New lending dries up, but banks see record income from interest rates as their savings fail to trickle down to customers.
Bank lending flat, income up
Big banks all but turned off the tap on new loans in the last months of last year, but their financial statements show income from interest charges grew sharply.
While growing bank profitability is good news for the economy, banks' failure to pass on the benefits of lower interest to their customers is an obstacle to growth for companies.
Lending growth was sluggish between September and December. First Gulf Bank's net loans were almost unchanged from the previous quarter at Dh96.5 billion (US$26.27bn), while National Bank of Abu Dhabi (NBAD) cut lending by 1.5 per cent to Dh136.8bn.
Abu Dhabi Commercial Bank (ADCB) increased total loans by 2.5 per cent to Dh123bn after it added Royal Bank of Scotland's retail banking business to its books in June. Emirates NBD has not yet released its earnings for the year. However, many banks reported larger earnings from their loan books in the last quarter compared with the previous quarter. ADCB's net interest income soared 20.5 per cent to Dh1.03bn, First Gulf Bank's net interest income rose 9 per cent to Dh1.11bn.
NBAD did not provide a figure for net interest income in the fourth quarter but interest income rose 12.9 per cent to Dh5.01bn for the full year compared with 2009.
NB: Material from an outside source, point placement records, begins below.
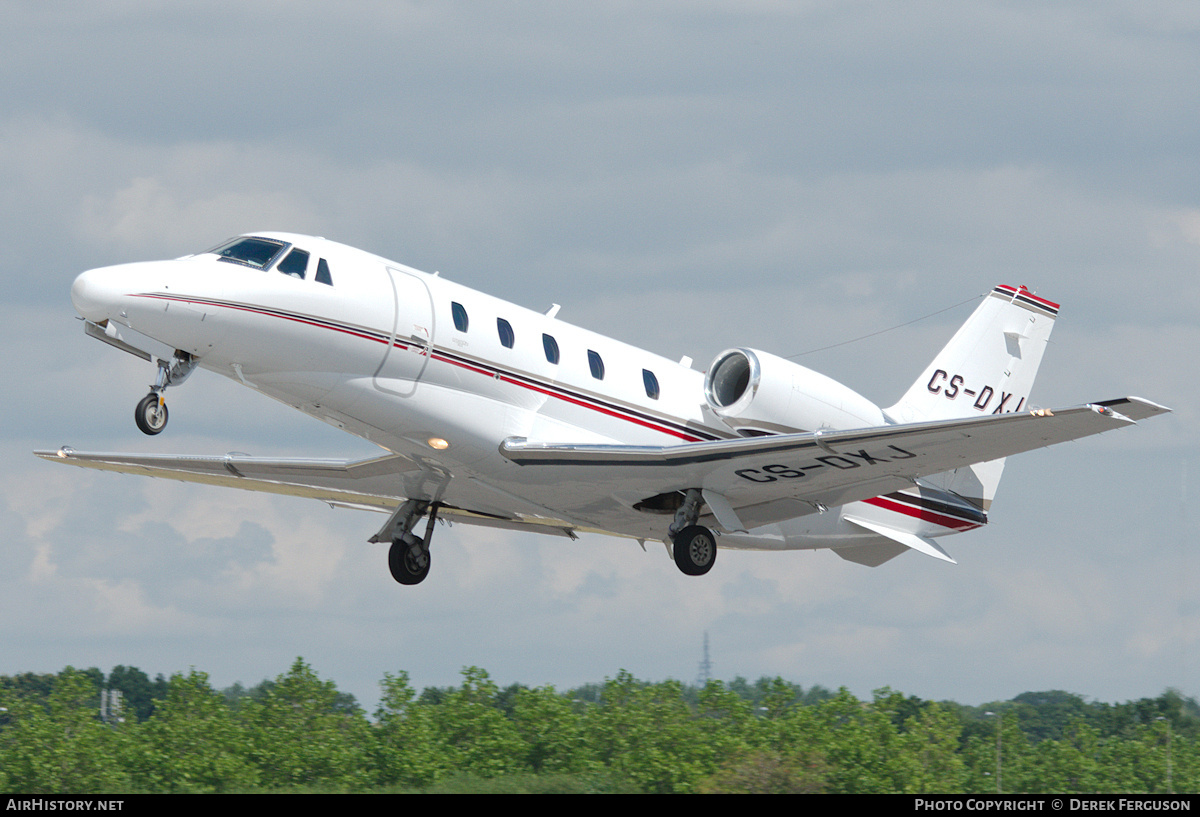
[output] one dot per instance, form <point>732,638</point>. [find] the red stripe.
<point>922,514</point>
<point>469,367</point>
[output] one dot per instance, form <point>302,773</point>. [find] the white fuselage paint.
<point>377,353</point>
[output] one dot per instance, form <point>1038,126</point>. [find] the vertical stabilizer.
<point>988,367</point>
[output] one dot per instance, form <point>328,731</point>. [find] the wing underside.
<point>747,482</point>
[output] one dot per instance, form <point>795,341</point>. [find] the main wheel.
<point>409,564</point>
<point>695,550</point>
<point>150,414</point>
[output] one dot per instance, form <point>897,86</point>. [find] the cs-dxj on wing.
<point>491,414</point>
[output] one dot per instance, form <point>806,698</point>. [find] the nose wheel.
<point>151,414</point>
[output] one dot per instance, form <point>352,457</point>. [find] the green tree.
<point>192,743</point>
<point>405,749</point>
<point>472,733</point>
<point>300,734</point>
<point>647,734</point>
<point>551,732</point>
<point>59,745</point>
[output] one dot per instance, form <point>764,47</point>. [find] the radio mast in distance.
<point>706,666</point>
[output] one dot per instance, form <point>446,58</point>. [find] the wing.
<point>377,484</point>
<point>754,481</point>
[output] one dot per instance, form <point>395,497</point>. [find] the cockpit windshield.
<point>252,252</point>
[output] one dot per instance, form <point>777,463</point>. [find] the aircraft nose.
<point>95,294</point>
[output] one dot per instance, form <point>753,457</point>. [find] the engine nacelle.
<point>756,392</point>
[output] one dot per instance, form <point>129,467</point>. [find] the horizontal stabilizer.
<point>921,544</point>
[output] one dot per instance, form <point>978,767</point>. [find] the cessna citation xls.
<point>491,414</point>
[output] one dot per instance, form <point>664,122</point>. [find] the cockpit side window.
<point>294,264</point>
<point>257,253</point>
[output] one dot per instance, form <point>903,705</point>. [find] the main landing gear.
<point>151,410</point>
<point>694,546</point>
<point>408,558</point>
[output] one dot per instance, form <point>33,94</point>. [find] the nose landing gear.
<point>151,412</point>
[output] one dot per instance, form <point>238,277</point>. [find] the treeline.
<point>298,733</point>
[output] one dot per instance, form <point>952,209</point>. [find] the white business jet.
<point>491,414</point>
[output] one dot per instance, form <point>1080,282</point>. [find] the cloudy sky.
<point>684,175</point>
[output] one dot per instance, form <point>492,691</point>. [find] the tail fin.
<point>988,367</point>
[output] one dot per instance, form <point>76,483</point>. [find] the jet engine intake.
<point>756,392</point>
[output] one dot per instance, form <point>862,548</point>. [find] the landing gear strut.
<point>151,412</point>
<point>694,546</point>
<point>408,558</point>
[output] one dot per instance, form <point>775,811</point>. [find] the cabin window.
<point>460,316</point>
<point>595,365</point>
<point>295,264</point>
<point>551,347</point>
<point>505,330</point>
<point>652,384</point>
<point>252,252</point>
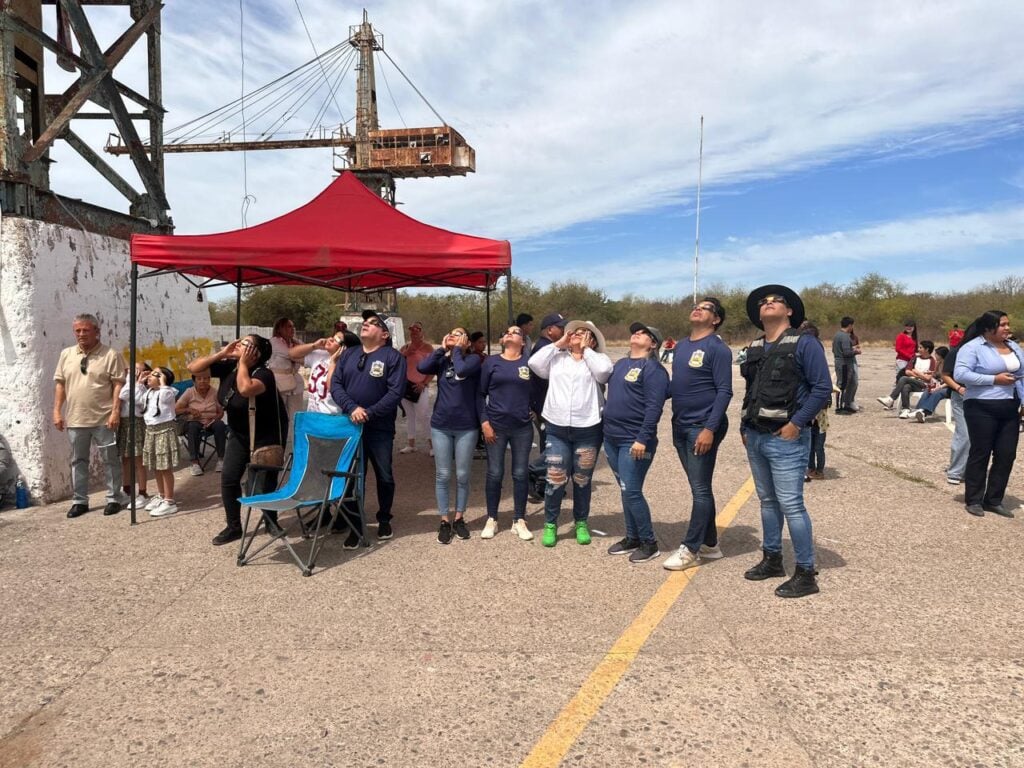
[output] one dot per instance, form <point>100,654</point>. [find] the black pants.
<point>993,428</point>
<point>195,431</point>
<point>236,460</point>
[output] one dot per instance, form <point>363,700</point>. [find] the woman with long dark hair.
<point>991,368</point>
<point>242,369</point>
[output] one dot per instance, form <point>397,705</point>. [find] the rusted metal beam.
<point>90,157</point>
<point>297,143</point>
<point>145,170</point>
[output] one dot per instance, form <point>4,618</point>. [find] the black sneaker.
<point>624,547</point>
<point>646,551</point>
<point>769,567</point>
<point>227,536</point>
<point>802,584</point>
<point>77,510</point>
<point>444,532</point>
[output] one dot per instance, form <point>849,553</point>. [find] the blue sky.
<point>840,138</point>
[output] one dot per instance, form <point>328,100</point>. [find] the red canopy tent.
<point>346,239</point>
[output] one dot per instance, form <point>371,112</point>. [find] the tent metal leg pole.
<point>131,390</point>
<point>487,294</point>
<point>238,306</point>
<point>508,293</point>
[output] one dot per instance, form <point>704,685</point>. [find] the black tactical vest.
<point>772,379</point>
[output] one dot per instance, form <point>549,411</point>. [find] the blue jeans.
<point>571,456</point>
<point>699,471</point>
<point>961,446</point>
<point>816,460</point>
<point>377,448</point>
<point>778,468</point>
<point>930,400</point>
<point>630,473</point>
<point>521,440</point>
<point>81,439</point>
<point>461,443</point>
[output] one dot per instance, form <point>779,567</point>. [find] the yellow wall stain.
<point>175,357</point>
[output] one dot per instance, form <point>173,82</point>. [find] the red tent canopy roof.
<point>346,238</point>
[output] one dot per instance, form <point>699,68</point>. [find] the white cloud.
<point>583,112</point>
<point>903,250</point>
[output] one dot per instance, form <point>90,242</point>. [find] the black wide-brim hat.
<point>792,299</point>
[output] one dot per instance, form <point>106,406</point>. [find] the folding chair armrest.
<point>265,467</point>
<point>336,473</point>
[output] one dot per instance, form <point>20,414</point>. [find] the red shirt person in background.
<point>906,346</point>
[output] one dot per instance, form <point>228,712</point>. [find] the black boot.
<point>802,584</point>
<point>769,567</point>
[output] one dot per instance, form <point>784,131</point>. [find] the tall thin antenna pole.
<point>696,244</point>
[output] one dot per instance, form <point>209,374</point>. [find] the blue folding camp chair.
<point>327,469</point>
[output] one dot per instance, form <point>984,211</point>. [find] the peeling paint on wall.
<point>49,273</point>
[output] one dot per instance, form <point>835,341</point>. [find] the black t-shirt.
<point>271,417</point>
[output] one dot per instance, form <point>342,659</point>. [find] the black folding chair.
<point>327,470</point>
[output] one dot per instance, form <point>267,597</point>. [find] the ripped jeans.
<point>571,456</point>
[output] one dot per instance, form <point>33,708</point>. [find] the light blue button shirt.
<point>978,361</point>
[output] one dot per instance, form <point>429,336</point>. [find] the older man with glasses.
<point>787,383</point>
<point>700,390</point>
<point>368,385</point>
<point>88,381</point>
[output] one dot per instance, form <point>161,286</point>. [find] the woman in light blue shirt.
<point>991,367</point>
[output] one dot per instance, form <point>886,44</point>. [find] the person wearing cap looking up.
<point>576,368</point>
<point>552,329</point>
<point>368,385</point>
<point>636,397</point>
<point>701,389</point>
<point>787,383</point>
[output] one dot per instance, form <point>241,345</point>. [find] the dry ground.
<point>144,645</point>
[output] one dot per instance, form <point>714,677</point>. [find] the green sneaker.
<point>583,532</point>
<point>550,535</point>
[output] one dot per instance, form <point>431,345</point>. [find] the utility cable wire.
<point>413,85</point>
<point>341,115</point>
<point>388,86</point>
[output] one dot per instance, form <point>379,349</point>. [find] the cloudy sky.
<point>840,137</point>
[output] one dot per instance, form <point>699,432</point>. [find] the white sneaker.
<point>520,529</point>
<point>167,508</point>
<point>710,553</point>
<point>682,560</point>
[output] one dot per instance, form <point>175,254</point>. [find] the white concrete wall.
<point>49,273</point>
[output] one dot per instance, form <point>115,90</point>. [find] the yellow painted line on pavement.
<point>565,729</point>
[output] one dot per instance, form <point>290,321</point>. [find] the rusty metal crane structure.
<point>377,156</point>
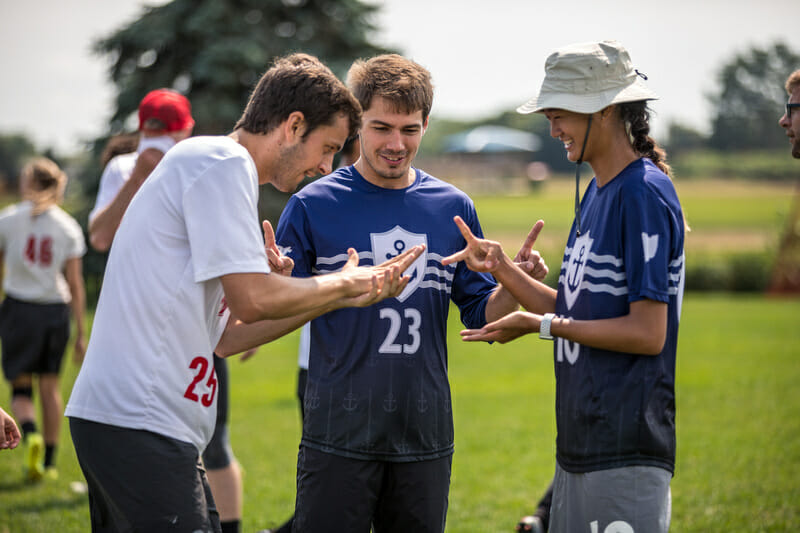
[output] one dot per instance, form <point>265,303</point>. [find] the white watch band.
<point>544,327</point>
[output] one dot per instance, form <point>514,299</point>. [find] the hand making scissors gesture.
<point>484,255</point>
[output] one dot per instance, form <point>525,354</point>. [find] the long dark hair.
<point>636,117</point>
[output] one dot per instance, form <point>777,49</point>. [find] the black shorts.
<point>34,336</point>
<point>219,454</point>
<point>142,481</point>
<point>337,493</point>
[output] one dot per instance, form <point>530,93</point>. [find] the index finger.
<point>533,235</point>
<point>269,234</point>
<point>465,231</point>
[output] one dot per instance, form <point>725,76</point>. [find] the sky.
<point>485,56</point>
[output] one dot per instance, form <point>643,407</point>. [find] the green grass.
<point>738,429</point>
<point>738,398</point>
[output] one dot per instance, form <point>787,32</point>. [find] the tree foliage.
<point>750,98</point>
<point>214,51</point>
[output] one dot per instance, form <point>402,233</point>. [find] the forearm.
<point>642,331</point>
<point>258,297</point>
<point>78,295</point>
<point>239,336</point>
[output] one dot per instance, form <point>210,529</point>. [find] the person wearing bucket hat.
<point>614,317</point>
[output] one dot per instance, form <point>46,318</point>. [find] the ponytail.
<point>636,117</point>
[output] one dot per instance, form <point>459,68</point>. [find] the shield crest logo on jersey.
<point>576,264</point>
<point>396,241</point>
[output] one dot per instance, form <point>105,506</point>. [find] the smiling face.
<point>311,155</point>
<point>389,142</point>
<point>569,128</point>
<point>792,124</point>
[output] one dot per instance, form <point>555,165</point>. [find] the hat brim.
<point>587,103</point>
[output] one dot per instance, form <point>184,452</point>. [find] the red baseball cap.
<point>168,106</point>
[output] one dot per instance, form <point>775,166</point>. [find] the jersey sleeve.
<point>293,237</point>
<point>77,242</point>
<point>648,238</point>
<point>471,290</point>
<point>222,221</point>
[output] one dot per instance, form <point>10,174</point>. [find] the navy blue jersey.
<point>616,409</point>
<point>377,379</point>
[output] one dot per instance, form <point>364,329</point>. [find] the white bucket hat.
<point>587,77</point>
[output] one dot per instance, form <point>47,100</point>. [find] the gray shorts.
<point>142,481</point>
<point>632,499</point>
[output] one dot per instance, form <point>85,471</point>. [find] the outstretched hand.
<point>506,329</point>
<point>387,280</point>
<point>480,255</point>
<point>278,263</point>
<point>528,259</point>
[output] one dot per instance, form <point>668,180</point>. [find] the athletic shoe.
<point>34,457</point>
<point>530,524</point>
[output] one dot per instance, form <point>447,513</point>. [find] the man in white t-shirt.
<point>189,272</point>
<point>165,118</point>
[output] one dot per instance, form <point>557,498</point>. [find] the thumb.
<point>269,234</point>
<point>352,259</point>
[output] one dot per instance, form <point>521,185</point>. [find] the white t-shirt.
<point>120,168</point>
<point>35,250</point>
<point>161,310</point>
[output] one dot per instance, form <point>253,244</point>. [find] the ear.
<point>294,126</point>
<point>607,111</point>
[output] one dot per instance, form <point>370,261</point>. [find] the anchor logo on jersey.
<point>394,242</point>
<point>350,402</point>
<point>575,267</point>
<point>389,403</point>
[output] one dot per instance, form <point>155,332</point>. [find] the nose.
<point>394,141</point>
<point>326,165</point>
<point>784,121</point>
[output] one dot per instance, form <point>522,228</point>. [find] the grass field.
<point>738,465</point>
<point>738,430</point>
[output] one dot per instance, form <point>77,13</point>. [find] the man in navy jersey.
<point>378,429</point>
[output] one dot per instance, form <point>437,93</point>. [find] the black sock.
<point>231,526</point>
<point>28,428</point>
<point>49,455</point>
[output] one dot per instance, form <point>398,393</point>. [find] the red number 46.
<point>201,365</point>
<point>42,254</point>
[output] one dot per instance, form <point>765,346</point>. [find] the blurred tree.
<point>681,137</point>
<point>214,51</point>
<point>751,97</point>
<point>15,150</point>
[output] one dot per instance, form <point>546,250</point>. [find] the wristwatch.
<point>544,327</point>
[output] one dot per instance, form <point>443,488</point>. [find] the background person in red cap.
<point>614,318</point>
<point>165,118</point>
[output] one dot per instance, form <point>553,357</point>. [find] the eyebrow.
<point>376,122</point>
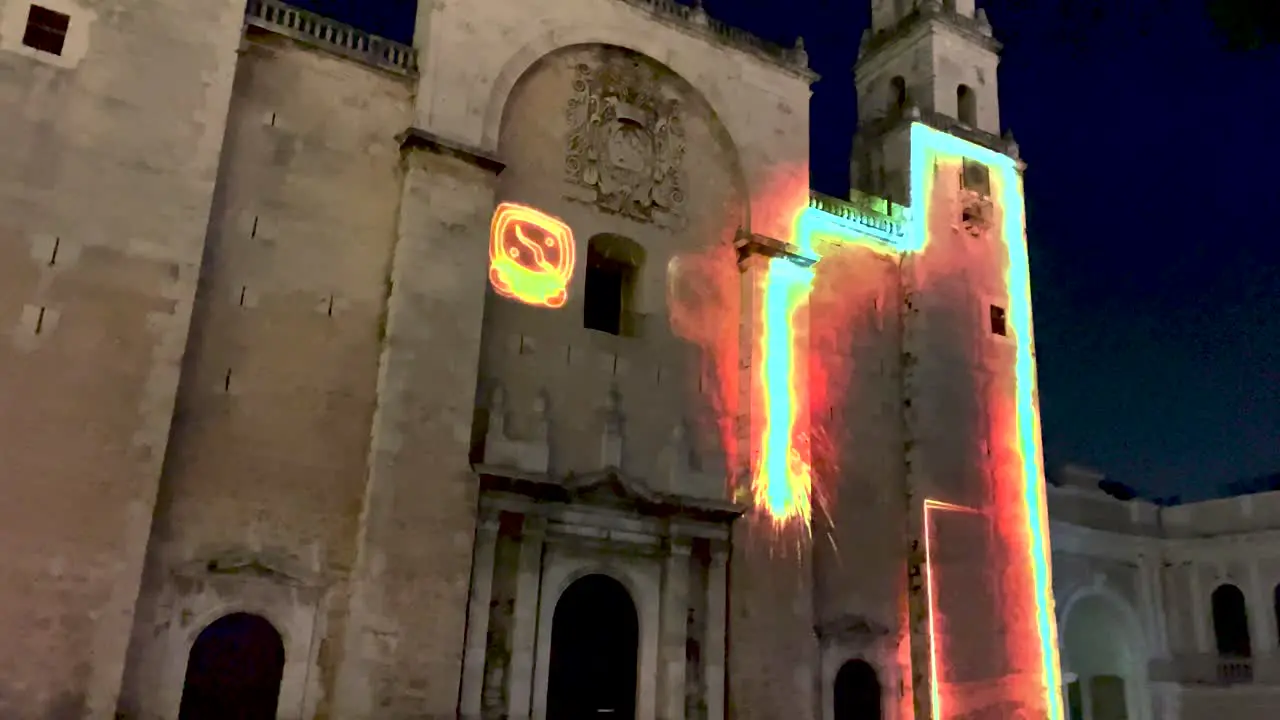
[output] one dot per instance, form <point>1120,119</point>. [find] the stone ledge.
<point>318,31</point>
<point>417,139</point>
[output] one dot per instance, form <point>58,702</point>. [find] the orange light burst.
<point>782,478</point>
<point>530,255</point>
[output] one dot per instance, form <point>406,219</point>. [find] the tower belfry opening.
<point>927,60</point>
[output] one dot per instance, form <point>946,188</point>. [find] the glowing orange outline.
<point>544,285</point>
<point>935,688</point>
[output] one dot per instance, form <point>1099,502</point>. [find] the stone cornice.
<point>417,139</point>
<point>332,36</point>
<point>1080,540</point>
<point>604,488</point>
<point>749,244</point>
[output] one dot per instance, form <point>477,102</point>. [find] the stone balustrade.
<point>330,35</point>
<point>1212,669</point>
<point>398,58</point>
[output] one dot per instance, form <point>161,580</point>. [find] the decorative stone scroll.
<point>626,142</point>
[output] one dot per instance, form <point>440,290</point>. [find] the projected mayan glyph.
<point>517,372</point>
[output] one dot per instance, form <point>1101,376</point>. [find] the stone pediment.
<point>608,487</point>
<point>851,629</point>
<point>250,565</point>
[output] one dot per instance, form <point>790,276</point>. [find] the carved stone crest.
<point>626,142</point>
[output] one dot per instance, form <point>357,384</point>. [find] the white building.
<point>1166,611</point>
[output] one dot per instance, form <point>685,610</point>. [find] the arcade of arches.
<point>1102,661</point>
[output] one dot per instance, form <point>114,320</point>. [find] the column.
<point>1200,614</point>
<point>713,646</point>
<point>478,619</point>
<point>675,630</point>
<point>1148,589</point>
<point>1161,639</point>
<point>1260,614</point>
<point>524,634</point>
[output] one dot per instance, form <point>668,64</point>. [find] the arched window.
<point>1232,621</point>
<point>612,273</point>
<point>595,645</point>
<point>858,692</point>
<point>897,92</point>
<point>234,670</point>
<point>967,105</point>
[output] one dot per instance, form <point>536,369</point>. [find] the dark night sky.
<point>1156,273</point>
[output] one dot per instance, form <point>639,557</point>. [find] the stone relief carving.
<point>531,454</point>
<point>626,142</point>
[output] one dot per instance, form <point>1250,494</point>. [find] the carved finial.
<point>799,54</point>
<point>1011,146</point>
<point>981,16</point>
<point>699,14</point>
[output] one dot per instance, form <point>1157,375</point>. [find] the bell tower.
<point>932,60</point>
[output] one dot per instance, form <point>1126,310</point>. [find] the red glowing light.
<point>931,593</point>
<point>782,477</point>
<point>530,255</point>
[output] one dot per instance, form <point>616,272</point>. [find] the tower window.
<point>999,320</point>
<point>897,92</point>
<point>976,177</point>
<point>46,30</point>
<point>612,269</point>
<point>967,105</point>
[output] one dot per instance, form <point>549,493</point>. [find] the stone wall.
<point>265,474</point>
<point>108,163</point>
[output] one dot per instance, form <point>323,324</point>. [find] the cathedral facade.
<point>516,373</point>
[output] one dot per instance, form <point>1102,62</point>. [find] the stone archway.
<point>595,643</point>
<point>1104,659</point>
<point>233,670</point>
<point>858,692</point>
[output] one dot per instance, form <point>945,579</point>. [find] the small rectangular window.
<point>46,30</point>
<point>999,322</point>
<point>976,177</point>
<point>606,286</point>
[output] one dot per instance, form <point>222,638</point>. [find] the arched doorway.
<point>858,692</point>
<point>1104,657</point>
<point>1232,623</point>
<point>234,670</point>
<point>595,639</point>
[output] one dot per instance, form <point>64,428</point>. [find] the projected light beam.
<point>784,473</point>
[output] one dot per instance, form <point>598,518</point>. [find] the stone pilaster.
<point>772,650</point>
<point>405,645</point>
<point>717,632</point>
<point>478,619</point>
<point>524,636</point>
<point>675,632</point>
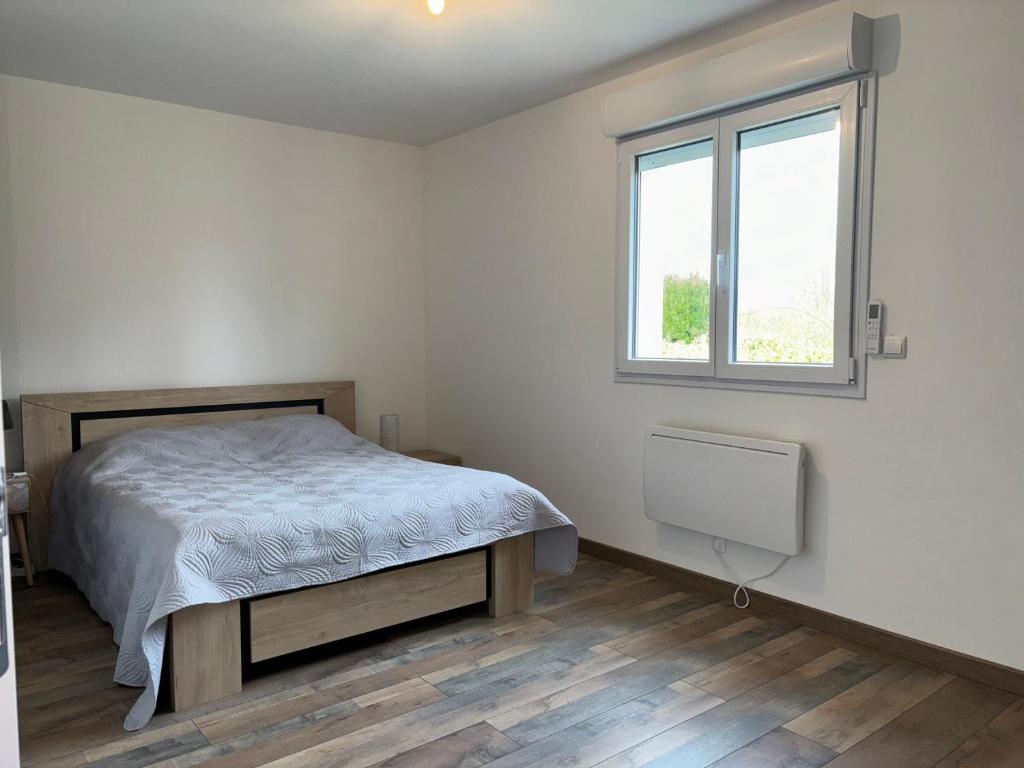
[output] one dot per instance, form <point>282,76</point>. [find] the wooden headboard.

Easy credit was one factor that helped fuel the financial crisis, but now economists say the pendulum has swung too far in the other direction, with an absence of lending making it difficult for companies to grow. Hemant Karamchandani, the manager of Passion Jewellers in Dubai, said the rate of interest he paid on business loans had increased from 7 per cent before the crisis to 12.5 per cent last year.
"We used to borrow more money from the bank, but after the recession the interest rates have got very high, and the paperwork has become more complicated. It used to take two or three days, now it takes a month to get approved."
Before the financial crisis, such had been the easy access to credit that some banks had been able to raise money below Emirates interbank offered rates (Eibor), the benchmark lending rate. But those days are long gone, according to Abdulla al Otaiba, the general manager of corporate banking at NBAD.
"NBAD had issued a lot of loans in the past to entities that used to enjoy rates of 50 [basis points] above Eibor or Libor [London interbank offered rates]. Now it's 2 per cent to 2.5 per cent to those same companies," he said. "Naturally we've had to increase the price of loans. We can no longer afford prices close to Eibor plus 50 [basis points]."
Because of the dirham's peg to the dollar, Eibor rates tend to follow US dollar Libor, the equivalent US measure. However, for much of the past year a large gap existed between the two rates.
Ali al Kayed, the chief executive of CoolMedia, a start-up based in Abu Dhabi, said the high rates of interest on bank loans had turned him towards other sources of funding. "We did try to [access bank funding], but we thought that if we had done it through a bank it would have had a high rate of interest."
Murad Ansari, a financial analyst at EFG-Hermes, said low growth of loans was also driven by "lower appetite from corporates, who have been trying to manage balance sheets, rather than banks not being in a mood to take on more risk".
However, Jaap Meijer, a senior financial analyst at Alembic HC Securities, said interest margins in the UAE were lower than elsewhere in the Gulf, averaging about 2.5 per cent.
ADCB and First Gulf Bank declined to comment.